Tissue-specific distribution of lignin and hemicelluloses in sugarcane hybrids presenting varied recalcitrance

Grasses are lignocellulosic materials useful to supply the billion-tons annual requirement for renewable resources that aims to produce transportation fuels and a variety of chemicals. However, deconstruction of these cell walls is still a challenge for the energy-efficient and economically viable transformation of lignocellulosic materials. The varied tissue-specific distribution of cell wall components adds complexity to the origins of cell wall recalcitrance in grasses. In this work, sugarcane hybrids were evaluated regarding the tissue-specific distribution of macromolecular components. Lignin predominated in fiber and vessel cell walls, whereas in parenchyma cells the main aromatic components were hydroxycinnamic acids. In addition to cellulose, acetylated glucuronoarabinoxylan (GAX) predominates in all tissues. Mixed-linkage glucan (MLG) was relevant in the parenchyma cell walls of the innermost regions of the sugarcane internodes (up to 15.4 % w/w), especially in the low-lignin content hybrids.
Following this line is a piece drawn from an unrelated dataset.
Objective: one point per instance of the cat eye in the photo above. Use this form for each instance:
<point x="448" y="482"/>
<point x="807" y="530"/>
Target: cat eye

Evaluation of the digestibility of sugarcane polysaccharides by commercial enzymes indicated that the cell wall recalcitrance varied considerably along the internode regions and in the sugarcane hybrids. Pith regions of the hybrids with high MLG and low lignin contents reached up to 85% cellulose conversion after 72 h of hydrolysis, without any pretreatment. The collective characteristics of the internode regions were related to the varied recalcitrance found in the samples. Components such as lignin and GAX were critical for the increased recalcitrance, but low cellulose crystallinity index, high MLG contents and highly substituted GAX contributed to the generation of a less recalcitrant material.